8. On 2009-04-07, Vincent said:

Ben: You're right.


9. On 2009-04-07, Guy Shalev said:

Vincent, an arrow from the cube that goes both to the cubes and to the bubble, does that count as rightward arrow for you?

Also, you said that those who have the most fun are those who insert these rightward arrows from elsewhere. If that is the most fun to play, why not include these arrows inside the game's mandatory structure?


10. On 2009-04-07, Vincent said:

Rob: It really depends.

Case 1:

1. When you want to describe the weather where the characters are, roll. On a success, say what the weather's like there. (On a failure, it's 76°, few clouds, with a pleasant little breeze.)

2. When your character's taking strenuous action, if it's oppressively hot where your character is, you get -2 to your roll.

That's boxes to cloud, then cloud to boxes.

Case 2:

1. When you want to give another player a die penalty, make a roll. On a success, a) say what's making life hard for their character, and b) give them a -2 to their roll.

That's a) boxes to cloud, with a simultaneous b) boxes to boxes.

(So, Guy: no, it doesn't count as a rightward arrow.)

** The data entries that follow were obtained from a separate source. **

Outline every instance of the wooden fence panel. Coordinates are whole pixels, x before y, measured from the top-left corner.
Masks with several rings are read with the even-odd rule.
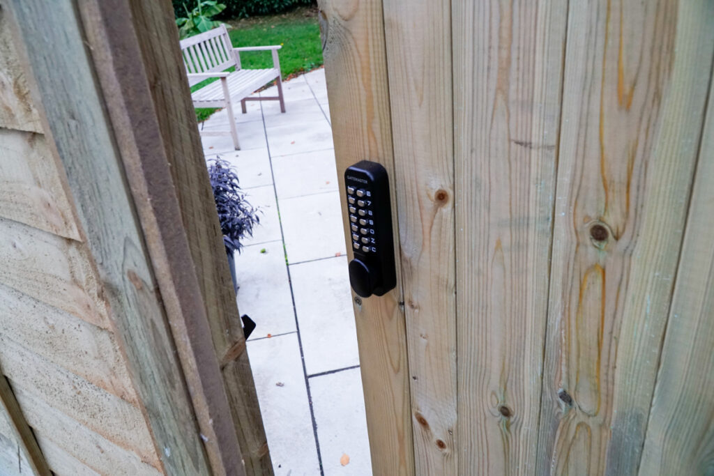
[[[104,285],[102,302],[111,309],[112,328],[126,356],[161,469],[207,474],[203,442],[156,292],[76,5],[69,0],[54,2],[51,9],[42,1],[7,4],[22,39],[22,56],[29,59],[39,97],[44,99],[48,142],[67,171]]]
[[[451,30],[446,0],[385,0],[417,474],[457,474]]]
[[[452,1],[459,474],[533,474],[567,0]]]
[[[341,198],[347,200],[343,171],[363,159],[384,166],[393,191],[381,0],[321,0],[319,4]],[[396,195],[391,198],[397,236]],[[342,211],[348,229],[346,207]],[[351,256],[350,233],[345,236]],[[398,244],[395,253],[396,288],[381,297],[358,299],[354,310],[372,468],[375,475],[398,476],[414,473],[414,455]]]
[[[714,470],[714,84],[707,111],[640,465],[643,476]]]
[[[685,226],[714,4],[570,2],[538,472],[636,472]]]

In case 1, the more time and conceptual space between those two rules' applications, the more real the oppressive heat will seem. For instance: you make a weather roll at the beginning of the session, declare that it's oppressively hot, and so for the entire session all the players roll -2 for all their characters' strenuous actions.


11. On 2009-04-07, Vincent said:

Also, you said that those who have the most fun are those who insert these rightward arrows from elsewhere. If that is the most fun to play, why not include these arrows inside the game's mandatory structure?

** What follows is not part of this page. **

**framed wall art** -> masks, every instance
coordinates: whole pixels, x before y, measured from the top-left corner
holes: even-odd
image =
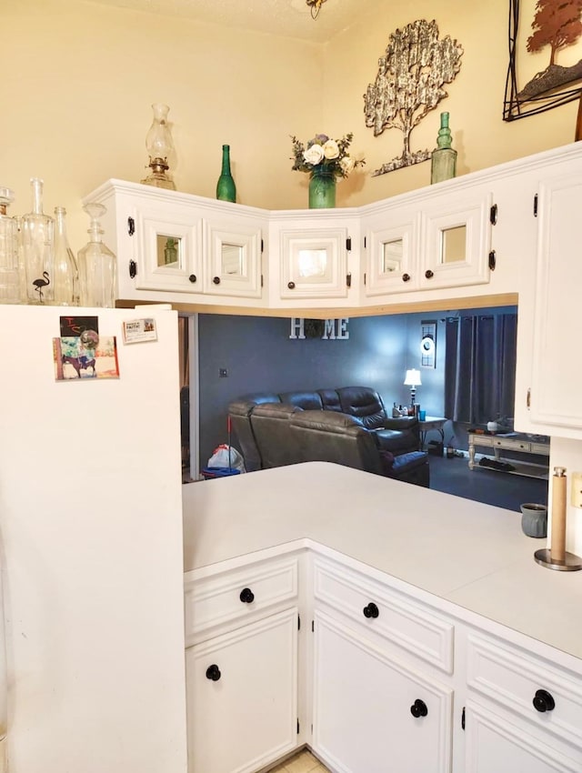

Pretty much because I designed the game before I figured it out.

Poison'd is a zillion times better at this stuff than In a Wicked Age is. This is because, while they came out at about the same time, I designed In a Wicked Age substantially earlier.


12. On 2009-04-07, Dave Younce said:

"There are a couple of places in the game where there are supposed to be rightward-pointing arrows, but they're functionally optional. I assert them, but then the game's architecture doesn't make them real. So it takes an act of unrewarded, unrequired discipline to use them. I suspect that the people who have the most fun with the Wicked Age have that discipline as a practice or a habit, having learned it from other games."

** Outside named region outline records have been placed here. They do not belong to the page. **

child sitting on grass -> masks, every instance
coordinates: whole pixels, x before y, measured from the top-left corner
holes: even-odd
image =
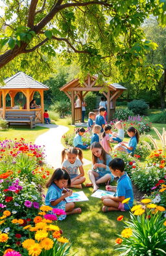
[[[102,211],[104,212],[112,210],[128,210],[133,205],[134,194],[131,180],[124,172],[124,162],[121,158],[114,158],[108,164],[112,171],[112,174],[115,177],[119,177],[117,180],[117,186],[106,186],[106,189],[108,191],[113,191],[116,192],[115,196],[106,195],[102,197],[101,200],[104,206]],[[127,203],[122,202],[128,199]]]

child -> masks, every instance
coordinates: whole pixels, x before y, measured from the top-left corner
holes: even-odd
[[[115,128],[118,130],[117,134],[116,132],[113,132],[113,137],[110,137],[110,141],[112,142],[122,142],[124,137],[124,132],[123,128],[123,123],[118,121],[115,123]]]
[[[64,159],[67,156],[67,160]],[[79,159],[77,158],[78,156]],[[81,149],[77,149],[73,147],[69,149],[64,149],[62,151],[62,168],[67,171],[71,178],[71,187],[82,188],[82,183],[84,182],[84,171],[82,167],[82,160],[83,158]],[[78,173],[78,168],[80,173]]]
[[[92,161],[93,167],[92,170],[88,171],[88,175],[91,183],[88,183],[86,186],[93,186],[93,192],[98,190],[97,186],[100,183],[113,180],[113,176],[108,167],[112,161],[111,156],[104,151],[102,147],[98,142],[93,142],[91,145],[92,152]]]
[[[91,132],[91,130],[94,126],[93,121],[95,120],[95,114],[94,112],[89,112],[88,116],[89,119],[88,121],[88,129],[89,132]]]
[[[104,118],[104,113],[106,112],[106,109],[103,107],[99,107],[99,115],[96,116],[95,122],[96,124],[100,125],[101,126],[101,132],[104,132],[104,127],[105,125],[105,120]]]
[[[93,142],[99,142],[99,135],[101,130],[101,126],[98,124],[95,124],[92,129],[92,135],[91,137],[91,145]]]
[[[60,168],[56,169],[46,184],[48,190],[45,197],[45,205],[62,209],[66,215],[81,213],[81,208],[75,208],[74,203],[66,203],[64,200],[65,197],[72,195],[71,190],[65,188],[70,185],[70,177],[67,171]],[[66,215],[61,215],[58,220],[64,220]]]
[[[110,162],[109,167],[113,175],[119,178],[117,180],[117,187],[106,186],[106,190],[114,191],[116,194],[115,197],[112,195],[102,197],[101,200],[104,205],[102,211],[106,212],[111,210],[128,210],[132,207],[134,194],[131,180],[124,172],[124,162],[121,158],[114,158]],[[128,205],[122,203],[123,200],[129,197]]]
[[[45,109],[43,116],[44,116],[44,121],[45,124],[51,124],[51,121],[49,119],[49,113],[47,113],[47,109]]]
[[[110,124],[106,124],[104,128],[104,132],[102,134],[101,144],[104,150],[109,153],[112,151],[112,147],[110,143],[110,137],[109,134],[112,133],[112,126]]]
[[[117,145],[116,149],[119,151],[124,151],[128,154],[132,153],[133,155],[139,143],[139,132],[134,127],[130,126],[127,129],[127,134],[130,137],[129,142],[121,142]]]
[[[82,141],[82,136],[83,136],[84,132],[86,132],[85,129],[83,127],[81,127],[77,130],[76,135],[74,137],[73,140],[73,145],[76,148],[79,148],[81,149],[89,149],[89,147],[88,144],[83,143]]]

Waitasec.  What about being exhausted or injured? Like, we fight and there were swords involved(cloud), you win, I try to negotiate, you say "Nope, sorry Dave, you're exhausted."


13. On 2009-04-07, Dave Younce said:

whoops, posted mid-example.

And I say "Really? Exhausted? with a SWORD?"

You're like, "Yeah, tired and stuff..." but you look around and everyone looks skeptical after those gruesome narrations you were giving, and you say "Oh, uh, I guess that'd better be injured instead".

You're gonna tell me that's cubes pointing at cubes?

Game text says (re: negotiating) "It can include reducing the loser's forms. 'How about I lose a die size from my For Myself and my With Violence instead? That makes more sense to me'"  Isn't that rightward-pointing?


14. On 2009-04-07, Ben Lehman said:

Hey Dave: You're bringing the rightward arrows, in those cases. Also, note that there's a rightward arrow way at the tippy-top.

Hey, Vincent: You should help me do a diagram for Polaris.



15. On 2009-04-07, Dave Younce said:

Also, if you're going to count system 1, step 2 "When your character attacks mine, roll dice" as right-pointing, then how is it not right-pointing when you attack me with an axe to the face in the cloud and I say 'Oh No YOU DO NOT!' and reach for dice? just because I could just let you kill me?


16. On 2009-04-07, Robert Bohl said:

I call bullshit on case 2, b). It's not boxes to boxes, it's boxes, to cloud, and quickly back to boxes again.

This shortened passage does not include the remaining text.